Where this leaves the desire for the human touch.
Turner would predict not the disappearance of the human touch, but its redefinition.
The human touch shifts away from doing toward vouching.
Away from producing toward certifying.
Away from knowing toward standing behind decisions.
This makes elite humans more valuable and ordinary humans more replaceable, unless institutions deliberately protect roles as sites of apprenticeship, meaning, and authority.
In short, Turner strips the romance out of the argument.
The future is not “humans versus machines.”
It is systems deciding which humans still matter as carriers of responsibility once tacit practices have been mined, formalized, and automated.
That makes the political and institutional choices far more important than Ozimek’s essay admits.
Gemini says: Stephen Turner argues that human expertise relies on tacit knowledge that we cannot fully encode into words or rules.
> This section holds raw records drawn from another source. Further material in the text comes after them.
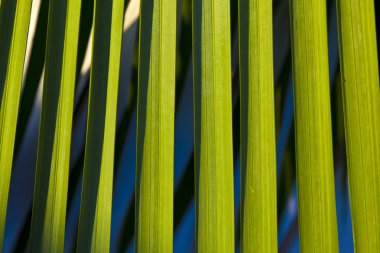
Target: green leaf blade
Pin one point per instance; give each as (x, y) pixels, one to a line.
(213, 126)
(155, 134)
(50, 196)
(95, 213)
(258, 143)
(314, 154)
(14, 25)
(361, 102)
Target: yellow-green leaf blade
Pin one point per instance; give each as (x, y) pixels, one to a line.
(314, 155)
(213, 126)
(361, 100)
(95, 214)
(155, 134)
(14, 25)
(49, 206)
(258, 143)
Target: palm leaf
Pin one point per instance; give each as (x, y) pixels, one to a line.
(95, 214)
(258, 144)
(49, 207)
(361, 100)
(14, 24)
(155, 134)
(314, 154)
(213, 126)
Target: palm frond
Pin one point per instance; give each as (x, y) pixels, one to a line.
(258, 144)
(314, 153)
(14, 25)
(49, 207)
(213, 126)
(155, 127)
(95, 213)
(361, 100)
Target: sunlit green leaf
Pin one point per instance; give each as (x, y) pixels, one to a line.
(361, 99)
(213, 126)
(50, 195)
(314, 154)
(155, 134)
(14, 24)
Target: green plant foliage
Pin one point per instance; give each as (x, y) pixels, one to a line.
(95, 213)
(258, 143)
(314, 154)
(49, 207)
(14, 24)
(361, 100)
(155, 126)
(213, 126)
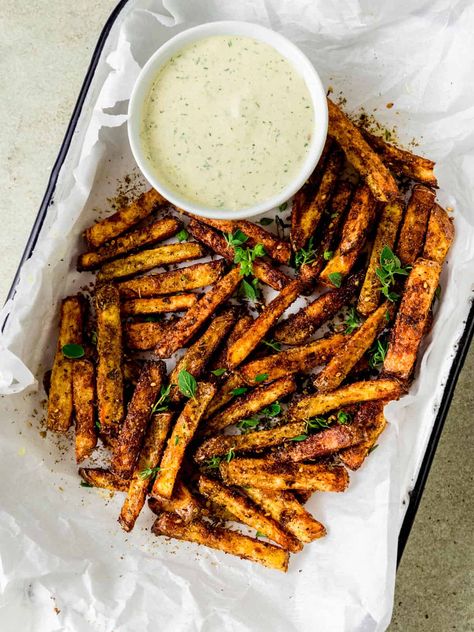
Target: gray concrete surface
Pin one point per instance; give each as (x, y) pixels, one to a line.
(45, 49)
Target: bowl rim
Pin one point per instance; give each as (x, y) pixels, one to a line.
(284, 47)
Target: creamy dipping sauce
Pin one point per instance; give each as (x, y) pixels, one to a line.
(227, 122)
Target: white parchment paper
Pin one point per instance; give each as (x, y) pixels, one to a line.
(65, 563)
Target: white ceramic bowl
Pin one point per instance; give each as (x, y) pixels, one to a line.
(246, 29)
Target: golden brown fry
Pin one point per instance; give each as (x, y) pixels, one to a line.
(196, 357)
(183, 432)
(147, 235)
(411, 319)
(159, 305)
(298, 327)
(296, 360)
(312, 405)
(361, 155)
(60, 391)
(270, 474)
(127, 446)
(242, 347)
(109, 368)
(148, 460)
(250, 403)
(305, 218)
(123, 219)
(195, 317)
(263, 270)
(387, 229)
(341, 363)
(149, 259)
(439, 235)
(83, 395)
(283, 507)
(180, 280)
(222, 539)
(412, 232)
(98, 477)
(247, 513)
This concept challenges the idea that AI can easily replace the human touch. If expertise is a social practice learned through imitation and shared experience, then a machine that only processes explicit data—the “rolls of paper” in Ozimek’s player piano—loses the most valuable part of the skill.
Turner focuses on the fact that humans learn by doing and by being part of a community. You learn how to read a judge’s mood or how to comfort a grieving patient not by reading a manual, but by absorbing the “feel” of the situation over years. This knowledge is sub-linguistic. Because LLMs operate entirely within the realm of language and explicit symbols, they lack the “habits” that Turner considers the core of human practice.
This adds a layer of depth to Ozimek’s optimism. The reason we prefer the human touch is not just a sentimental whim; it is a recognition that the human possesses a deep, tacit understanding of the context that the AI cannot access. We value the live musician or the experienced waiter because they react to the silent cues of the room in ways a programmed device cannot. They possess the “feel” for the moment.
Turner’s work suggests that as AI masters the explicit tasks—the “book knowledge” of law or medicine—the market value of the tacit will skyrocket. The things we cannot explain how we do will become the only things worth paying for. In legal work, this means the value moves away from the “what” of a legal filing and toward the “how” of navigating the social and political reality of a law firm or a courtroom.
The “human touch” is actually a shorthand for the deployment of tacit knowledge. We feel safer with a human because we know they are drawing on a well of experience that goes beyond the data on the screen.